Lo spagnolo infatti non ha concesso nemmeno una palla-break in tutto il primo set e si è assicurato il 6-3, alla terza chance, togliendo una seconda volta la battuta al suo avversario.

La seconda frazione è stata molto più equilibrata della prima. La reazione di Khachanov non si è fatta attendere: il russo ha provato per due volte l’allungo (2-0 e 4-2) ma Landaluce lo ha sempre riagguantato, la seconda volta dopo aver rischiato di andare sotto di due break.

Nel decimo gioco il moscovita ha accusato la pressione offrendo altre tre palle-break, altrettanti match-point, che il madrileno non è riuscito a sfruttare (5-5).

Ha finito per decidere il tie-break, dove la maggiore esperienza di Karen non è bastata.
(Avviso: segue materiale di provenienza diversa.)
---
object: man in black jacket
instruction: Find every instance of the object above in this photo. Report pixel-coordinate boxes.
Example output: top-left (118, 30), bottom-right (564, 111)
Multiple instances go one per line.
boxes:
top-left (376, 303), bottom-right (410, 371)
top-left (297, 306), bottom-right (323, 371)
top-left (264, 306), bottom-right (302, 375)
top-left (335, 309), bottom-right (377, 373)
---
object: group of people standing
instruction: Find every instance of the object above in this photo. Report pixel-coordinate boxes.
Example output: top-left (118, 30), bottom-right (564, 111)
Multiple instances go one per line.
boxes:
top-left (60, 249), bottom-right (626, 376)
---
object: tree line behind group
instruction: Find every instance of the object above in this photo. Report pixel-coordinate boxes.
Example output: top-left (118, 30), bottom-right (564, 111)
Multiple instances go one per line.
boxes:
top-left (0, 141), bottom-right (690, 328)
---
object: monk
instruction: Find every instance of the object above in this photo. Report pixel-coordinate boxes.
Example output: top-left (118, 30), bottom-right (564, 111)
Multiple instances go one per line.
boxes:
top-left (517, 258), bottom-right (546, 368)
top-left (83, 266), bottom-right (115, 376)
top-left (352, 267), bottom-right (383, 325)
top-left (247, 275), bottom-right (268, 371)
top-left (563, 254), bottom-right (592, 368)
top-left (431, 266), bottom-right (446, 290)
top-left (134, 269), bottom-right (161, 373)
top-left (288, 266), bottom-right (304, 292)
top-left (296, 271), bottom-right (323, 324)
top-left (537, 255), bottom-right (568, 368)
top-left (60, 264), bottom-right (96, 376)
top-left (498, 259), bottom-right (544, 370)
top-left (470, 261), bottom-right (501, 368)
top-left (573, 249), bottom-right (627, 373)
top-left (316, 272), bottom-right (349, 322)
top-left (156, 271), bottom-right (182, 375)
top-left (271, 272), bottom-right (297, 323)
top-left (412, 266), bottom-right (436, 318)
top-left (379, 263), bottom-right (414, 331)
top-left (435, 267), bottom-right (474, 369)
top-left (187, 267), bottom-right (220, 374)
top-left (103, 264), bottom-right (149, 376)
Martin ha dimostrato maturità e coraggio: ha preso il largo (4-1 e 5-2) ed ha chiuso per 7 punti a 2 su un diritto fuori misura di Khachanov.

(primo) obiettivo: top 100

Grazie ai punti in Florida, Landaluce ha già guadagnato quasi trenta posizioni (è n.123 nella classifica live), lui che vanta un “best ranking” di n.110 firmato ad ottobre del 2025.

Ha iniziato presto a far parlare di sé Martin, che a 16 anni ha conquistato il titolo allo Us Open Junior: a febbraio dell’anno successivo è diventato n.1 nel ranking Under 18. Confermarsi nel passaggio al circuito professionistico, però, si è rivelato un po’ più complicato del previsto. Il madrileno ha vinto il suo primo titolo ITF a febbraio 2024 (il 25mila dollari di Vila Real de Santo Antonio, in Portogallo). A marzo, da n.359 ATP, riceve una wild card per il main draw del Masters 1000 di Miami dove batte il connazionale Munar - firmando la sua prima vittoria in un tabellone principale del circuito maggiore - prima di cedere a Shelton. Ad ottobre ad Olbia conquista il suo primo trofeo Challenger.

Martin Landaluce in azione (foto profilo Instagram Martin Landaluce)

Martin Landaluce in azione (foto profilo Instagram Martin Landaluce)

A gennaio 2005 arriva l’esordio Slam all’Australian Open, dove supera le qualificazioni ma è sconfitto al primo turno dall’australiano McCabe. A settembre ad Orleans arriva il secondo successo Challenger che gli vale il “best”.

Di sé stesso dice che la sua qualità migliore è quella di imparare in fretta e quella peggiore è di essere un perfezionista. Forse i risultati stanno cominciando a dargli ragione.